Dalam pernyataan resminya, KAMMI Kota Bekasi menyampaikan duka mendalam sekaligus mengecam tindakan tersebut yang dinilai sebagai pelanggaran terhadap nilai kemanusiaan dan misi perdamaian internasional.
“Serangan ini bukan sekadar insiden, melainkan bentuk penghinaan terhadap kedaulatan bangsa dan mencederai upaya menjaga perdamaian dunia,” demikian pernyataan KAMMI pada Sabtu (3/4/2026).
KAMMI Kota Bekasi menyampaikan sejumlah sikap, di antaranya:
1. Mengutuk keras tindakan yang menyebabkan gugurnya prajurit TNI dalam misi perdamaian.
2. Mendesak pemerintah Indonesia mengambil langkah tegas dan bermartabat di tingkat internasional.
3. Mendorong komunitas global untuk bertindak adil tanpa standar ganda.
4. Mengajak masyarakat memperkuat solidaritas dan kepedulian kemanusiaan.
Ketua Umum KAMMI Kota Bekasi, Arjuna Efendi, menegaskan bahwa peristiwa ini menjadi ujian bagi bangsa Indonesia dalam menunjukkan sikap terhadap keadilan global.
“Ini bukan hanya tentang satu serangan, tetapi menyangkut harga diri bangsa.
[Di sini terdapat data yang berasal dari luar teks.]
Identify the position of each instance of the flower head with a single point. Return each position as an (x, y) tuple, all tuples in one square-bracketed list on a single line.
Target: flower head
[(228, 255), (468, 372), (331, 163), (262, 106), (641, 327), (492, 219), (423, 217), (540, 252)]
Ketika prajurit kita menjadi korban, seluruh rakyat Indonesia seharusnya merasakan hal yang sama. Kita tidak boleh diam,” ujar Arjuna.
Selain itu, KAMMI juga mengajak umat Islam untuk melaksanakan salat gaib sebagai bentuk penghormatan dan doa bagi para prajurit yang gugur.